Test configuration data

  1. FIRMWARE = Dasharo
  2. Additional USB storage - at least 1GB - for keeping files for booting

Test setup

  1. Proceed with the Generic test setup: firmware.

Test steps

  1. Download the signed with the correct key file from the cloud.
  2. Download the certificate from the cloud.
  3. Place the certificate and the file on the USB storage.
  4. Plug the USB storage into DUT.
  5. Power on the DUT.
  6. While the DUT is booting, hold the BIOS_SETUP_KEY to enter the UEFI Setup Menu.
  7. Enter the Device Manager menu using the arrow keys and Enter.
  8. Enter the Secure Boot Configuration submenu.
  9. Set the Secure Boot Mode field to Custom Mode.
  10. Select options in the given order: Custom Secure Boot Options -> DB Options -> Enroll Signature -> Enroll Signature Using File
  11. Select the certificate from the USB storage.
  12. Select the Commit Changes and Exit option.
  13. Press ESC until the setup menu.
  14. Select the Reset option.
  15. While the DUT is booting, hold the BOOT_MENU_KEY to enter the boot menu.
  16. Select the UEFI Shell option using the arrow keys and press Enter.
  17. In the shell open the USB storage by executing the following command:

    FS0:
    

    One of the filesystems in the FS list will be the USB storage - typically FS0:

  18. Boot the previously prepared file by typing its full name:

    hello-valid-keys.efi
    
  19. Exit the shell by executing the following command:

    exit
    
  20. Press ESC until the setup menu.

  21. Enter the Device Manager menu using the arrow keys and Enter.
  22. Enter the Secure Boot Configuration submenu.
  23. Select the Reset Secure Boot Keys option using the arrow keys and Enter.
  24. If necessary - press Y to confirm saving the changes.
  25. Press ESC until the setup menu.
  26. Select the Reset option to apply the settings and reboot.
  27. While the DUT is booting, hold the BIOS_SETUP_KEY to enter the UEFI Setup Menu.
  28. Enter the Device Manager menu using the arrow keys and Enter.
  29. Enter the Secure Boot Configuration submenu.
  30. Verify that the Current Secure Boot State field says Enabled.
  31. Press ESC until the setup menu.
  32. Select the One Time Boot menu using the arrow keys and Enter.
  33. Select the UEFI Shell option using the arrow keys and press Enter.
  34. In the shell open the USB storage by executing the following command:

    FS0:
    

    One of the filesystems in the FS list will be the USB storage - typically FS0:

  35. Boot the previously prepared file by typing its full name:

    hello-valid-keys.efi
    

Expected result

  1. The first attempt to run the hello-valid-keys.efi script:

    1. File boots correctly (no information: Command Error Status: Access Denied on the output).
    2. The output of the command shows file content.

      Example output:

      Hello, world!
      
  2. The second attempt to run the hello-valid-keys.efi script:

    1. The output of the command doesn't show file content and information about access denied is displayed.

      Example output:

      Command Error Status: Access Denied
      
  3. After selecting the Reset Secure Boot Keys option, the Secure boot state should be automatically enabled.
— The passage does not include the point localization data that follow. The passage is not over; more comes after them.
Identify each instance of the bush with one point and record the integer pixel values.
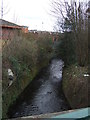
(66, 49)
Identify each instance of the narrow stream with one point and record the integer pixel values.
(44, 94)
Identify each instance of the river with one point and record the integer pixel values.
(44, 94)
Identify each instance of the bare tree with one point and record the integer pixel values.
(72, 16)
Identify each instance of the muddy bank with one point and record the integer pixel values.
(18, 86)
(43, 95)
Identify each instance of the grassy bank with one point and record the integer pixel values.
(26, 55)
(75, 86)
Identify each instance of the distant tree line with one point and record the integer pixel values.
(73, 19)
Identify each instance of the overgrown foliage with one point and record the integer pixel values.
(24, 53)
(73, 17)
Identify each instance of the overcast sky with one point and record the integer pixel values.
(32, 13)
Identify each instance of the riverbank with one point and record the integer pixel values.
(43, 95)
(25, 55)
(75, 86)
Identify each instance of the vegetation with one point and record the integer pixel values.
(75, 86)
(26, 54)
(75, 17)
(74, 49)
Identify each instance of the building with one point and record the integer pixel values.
(9, 29)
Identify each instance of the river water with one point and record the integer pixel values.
(44, 94)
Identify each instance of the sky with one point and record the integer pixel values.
(32, 13)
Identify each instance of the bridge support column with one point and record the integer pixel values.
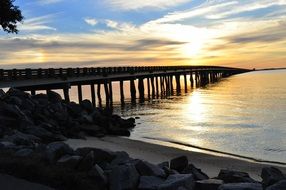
(110, 92)
(148, 87)
(141, 89)
(93, 98)
(186, 83)
(191, 80)
(122, 92)
(157, 86)
(178, 83)
(79, 93)
(66, 94)
(132, 90)
(153, 87)
(107, 98)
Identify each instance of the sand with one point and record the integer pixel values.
(210, 164)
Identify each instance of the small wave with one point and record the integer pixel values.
(217, 151)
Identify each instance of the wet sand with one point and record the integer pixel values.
(210, 164)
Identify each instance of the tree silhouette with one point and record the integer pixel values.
(9, 16)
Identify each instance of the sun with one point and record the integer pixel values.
(192, 49)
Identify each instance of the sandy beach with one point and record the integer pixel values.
(211, 164)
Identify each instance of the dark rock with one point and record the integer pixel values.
(164, 164)
(92, 130)
(198, 174)
(87, 105)
(24, 152)
(97, 173)
(173, 182)
(87, 162)
(271, 175)
(241, 186)
(69, 161)
(123, 177)
(179, 163)
(56, 150)
(100, 155)
(54, 97)
(281, 185)
(147, 169)
(208, 184)
(230, 176)
(121, 157)
(149, 182)
(19, 138)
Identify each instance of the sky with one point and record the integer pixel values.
(85, 33)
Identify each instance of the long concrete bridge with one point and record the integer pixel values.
(157, 78)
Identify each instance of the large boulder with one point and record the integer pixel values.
(179, 163)
(100, 155)
(149, 182)
(147, 169)
(56, 150)
(69, 161)
(281, 185)
(271, 175)
(208, 184)
(241, 186)
(20, 138)
(173, 182)
(87, 162)
(123, 177)
(198, 174)
(231, 176)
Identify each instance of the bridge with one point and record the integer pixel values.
(157, 78)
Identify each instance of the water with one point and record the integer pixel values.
(242, 115)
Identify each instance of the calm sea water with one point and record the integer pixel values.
(243, 115)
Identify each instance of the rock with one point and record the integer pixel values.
(121, 157)
(87, 105)
(230, 176)
(241, 186)
(208, 184)
(147, 169)
(54, 97)
(271, 175)
(281, 185)
(179, 163)
(92, 130)
(149, 182)
(198, 174)
(164, 164)
(123, 177)
(173, 182)
(69, 161)
(43, 134)
(87, 162)
(97, 173)
(56, 150)
(24, 152)
(100, 155)
(19, 138)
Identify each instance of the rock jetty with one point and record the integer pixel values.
(32, 147)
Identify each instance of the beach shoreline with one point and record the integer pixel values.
(154, 153)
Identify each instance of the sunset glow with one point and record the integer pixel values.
(249, 34)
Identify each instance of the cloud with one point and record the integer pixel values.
(91, 21)
(139, 4)
(37, 23)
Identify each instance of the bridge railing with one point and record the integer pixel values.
(22, 74)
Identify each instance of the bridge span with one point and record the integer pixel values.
(158, 79)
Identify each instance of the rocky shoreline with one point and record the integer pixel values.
(32, 131)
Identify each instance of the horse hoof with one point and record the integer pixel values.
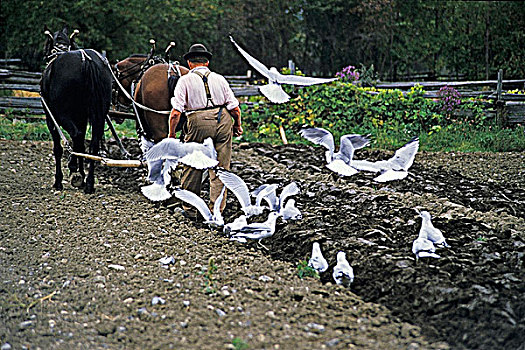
(77, 180)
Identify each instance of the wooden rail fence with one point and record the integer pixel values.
(505, 107)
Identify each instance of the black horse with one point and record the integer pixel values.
(76, 87)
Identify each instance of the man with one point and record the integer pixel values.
(210, 105)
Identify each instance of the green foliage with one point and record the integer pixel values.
(390, 116)
(303, 270)
(239, 344)
(396, 37)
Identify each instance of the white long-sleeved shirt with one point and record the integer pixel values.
(190, 93)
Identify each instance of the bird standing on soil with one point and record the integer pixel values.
(339, 162)
(273, 90)
(433, 234)
(237, 224)
(343, 273)
(317, 260)
(256, 231)
(395, 168)
(239, 188)
(422, 247)
(214, 219)
(287, 211)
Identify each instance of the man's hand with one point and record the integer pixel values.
(174, 120)
(237, 130)
(237, 127)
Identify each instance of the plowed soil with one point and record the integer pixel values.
(80, 271)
SBO008.001 Attempt to enroll the key in the incorrect format (firmware)

Test description

This test verifies that Secure Boot doesn't allow enrolling keys in the incorrect format.

Test configuration data

  1. FIRMWARE = Dasharo

Test setup

  1. Proceed with the Generic test setup: firmware.
  2. Additional USB storage - at least 1GB - for keeping files for booting

Test steps

  1. Place the file with the .txt extension on the USB storage.
  2. Plug the USB storage into DUT.
  3. Power on the DUT.
  4. While the DUT is booting, hold the BIOS_SETUP_KEY to enter the UEFI Setup Menu.
  5. Enter the Device Manager menu using the arrow keys and Enter.
  6. Enter the Secure Boot Configuration submenu.
  7. Set the Secure Boot Mode field to Custom Mode.
  8. Select options in the given order: Custom Secure Boot Options -> DB Options -> Enroll Signature -> Enroll Signature Using File
  9. Select the file with the .txt extension from the USB storage.
  10. Select the Commit Changes and Exit option.

Expected result

The popup with information about ERROR: Unsupported file type! should appear.